Datasette finally has an official project website!

datasette.io is the new home for Datasette. The site features news about the project, explains the problems that Datasette and its ecosystem of tools try to solve and gathers together a complete directory of plugins and tools for using with Datasette.

The site itself is built using Datasette - it’s actually a heavily themed installation of Datasette, making extensive use of the datasette-template-sql plugin and custom pages to implement the different sections of the site. The code for the site is available on GitHub at simonw/datasette.io.

I wrote more about how the site works in datasette.io, an official project website for Datasette.

Adding search to datasette.io

datasette.io also includes a search engine for the project.

It provides faceted search across:

  • Every section of the latest documentation (416 total)

  • 48 plugin READMEs

  • 22 tool READMEs

  • 64 news items posted on the Datasette website

  • 212 items from my blog

  • Release notes from 557 package releases

That’s 1,319 items total! The overall Datasette project continues to grow in all kinds of directions, so having a single search engine to tie it all together felt like a useful addition.

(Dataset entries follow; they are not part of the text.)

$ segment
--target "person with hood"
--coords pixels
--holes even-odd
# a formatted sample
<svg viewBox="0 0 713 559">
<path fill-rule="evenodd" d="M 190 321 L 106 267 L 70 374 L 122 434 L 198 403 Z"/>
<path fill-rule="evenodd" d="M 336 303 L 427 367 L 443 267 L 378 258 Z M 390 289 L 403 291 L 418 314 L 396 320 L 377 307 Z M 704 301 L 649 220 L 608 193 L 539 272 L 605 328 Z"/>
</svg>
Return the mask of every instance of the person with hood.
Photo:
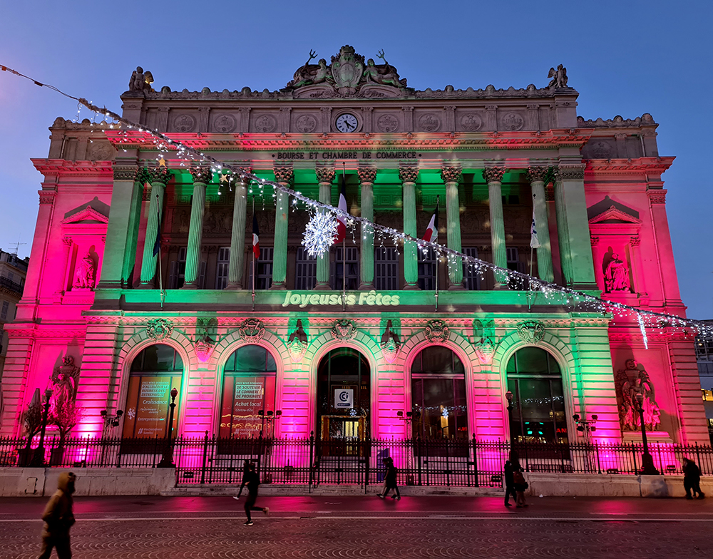
<svg viewBox="0 0 713 559">
<path fill-rule="evenodd" d="M 39 559 L 49 559 L 52 548 L 57 550 L 59 559 L 71 559 L 72 550 L 69 544 L 69 529 L 74 524 L 72 511 L 74 483 L 77 476 L 72 472 L 59 474 L 57 491 L 55 491 L 45 508 L 42 520 L 42 551 Z"/>
</svg>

I built the search engine using Dogsheep Beta, the cross-table SQLite search engine I originally built for my Dogsheep Personal Analytics project.

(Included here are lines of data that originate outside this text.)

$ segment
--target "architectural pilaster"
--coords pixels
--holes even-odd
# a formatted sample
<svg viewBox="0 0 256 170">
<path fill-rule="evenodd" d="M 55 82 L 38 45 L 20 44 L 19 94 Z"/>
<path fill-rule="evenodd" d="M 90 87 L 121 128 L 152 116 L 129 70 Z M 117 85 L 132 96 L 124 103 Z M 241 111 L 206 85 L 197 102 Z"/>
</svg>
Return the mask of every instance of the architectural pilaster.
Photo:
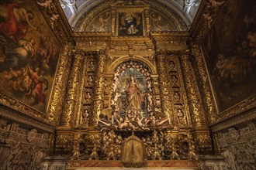
<svg viewBox="0 0 256 170">
<path fill-rule="evenodd" d="M 210 131 L 206 127 L 199 88 L 189 57 L 189 53 L 185 52 L 180 56 L 180 60 L 192 119 L 192 131 L 196 145 L 196 154 L 210 155 L 213 153 Z"/>
<path fill-rule="evenodd" d="M 198 73 L 198 77 L 201 82 L 201 87 L 203 91 L 202 94 L 203 94 L 202 101 L 205 104 L 205 110 L 207 113 L 206 123 L 213 124 L 216 121 L 217 110 L 214 104 L 210 83 L 199 45 L 193 46 L 192 48 L 192 53 L 195 60 L 196 66 L 195 66 L 195 68 L 197 70 L 196 72 Z"/>
<path fill-rule="evenodd" d="M 59 65 L 56 73 L 55 82 L 48 107 L 48 120 L 57 124 L 60 122 L 60 113 L 64 102 L 64 93 L 66 90 L 68 73 L 71 63 L 73 45 L 69 43 L 64 46 L 60 56 Z"/>
<path fill-rule="evenodd" d="M 193 126 L 203 126 L 206 125 L 206 121 L 201 97 L 196 83 L 195 75 L 189 57 L 189 53 L 183 53 L 180 60 L 183 67 L 182 71 L 192 116 L 192 123 Z"/>
<path fill-rule="evenodd" d="M 169 94 L 170 84 L 168 80 L 168 76 L 167 75 L 167 68 L 165 66 L 165 53 L 164 51 L 160 50 L 157 53 L 157 64 L 159 74 L 159 87 L 161 101 L 162 106 L 162 111 L 167 116 L 172 117 L 171 113 L 171 97 Z M 172 121 L 171 121 L 171 124 Z"/>
<path fill-rule="evenodd" d="M 78 101 L 78 91 L 79 89 L 79 76 L 81 66 L 84 58 L 82 51 L 76 51 L 73 56 L 73 62 L 68 76 L 67 91 L 61 121 L 61 126 L 71 127 Z"/>
<path fill-rule="evenodd" d="M 104 105 L 104 88 L 105 77 L 104 70 L 106 65 L 106 54 L 104 51 L 100 51 L 97 56 L 97 70 L 95 76 L 95 99 L 93 101 L 92 125 L 96 126 L 99 118 L 99 114 L 103 109 Z"/>
</svg>

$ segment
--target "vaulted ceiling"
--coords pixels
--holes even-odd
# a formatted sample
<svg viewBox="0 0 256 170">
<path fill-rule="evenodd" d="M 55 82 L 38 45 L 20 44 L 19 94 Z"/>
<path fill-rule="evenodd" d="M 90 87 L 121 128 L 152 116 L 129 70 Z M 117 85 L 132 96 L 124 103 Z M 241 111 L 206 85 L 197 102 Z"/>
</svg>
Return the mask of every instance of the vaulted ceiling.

You can read more about how the search engine works, including a breakdown of the YAML configuration used to create the unified search index, in Building a search engine for datasette.io.

sqlite-utils analyze-tables

I released sqlite-utils 3.1 with a useful feature for getting to grips with new data: the “sqlite-utils analyze-tables” command.

Run this against any SQLite database and it will spit out a summary of every column in every table, showing you common and least-common values, the number of distinct items and how many rows contain nulls or blanks.

The analyze-tables documentation has more. In addition to outputting the summary to the command-line you can add the “--save” option to store the generated summary in a SQLite table called _analyze_tables_ - which means you can then further examine it using Datasette.

Here’s an example of the output when running analyze-tables against a database created using my github-to-sqlite tool.

Office hours for 2021

Every Friday I run Datasette Office Hours sessions, where people who use Datasette (or who are interested in using it) can grab a 20 minute video chat with me to talk about the project. I’ve done a couple of weeks of these now and they’ve been fantastic - it’s so interesting hearing how people are using or plan-to-use the tool, and I’ve already had a bunch of great feedback to help me plan the next steps for the project.

If you’re interested in talking to me, slots in January 2021 are available now!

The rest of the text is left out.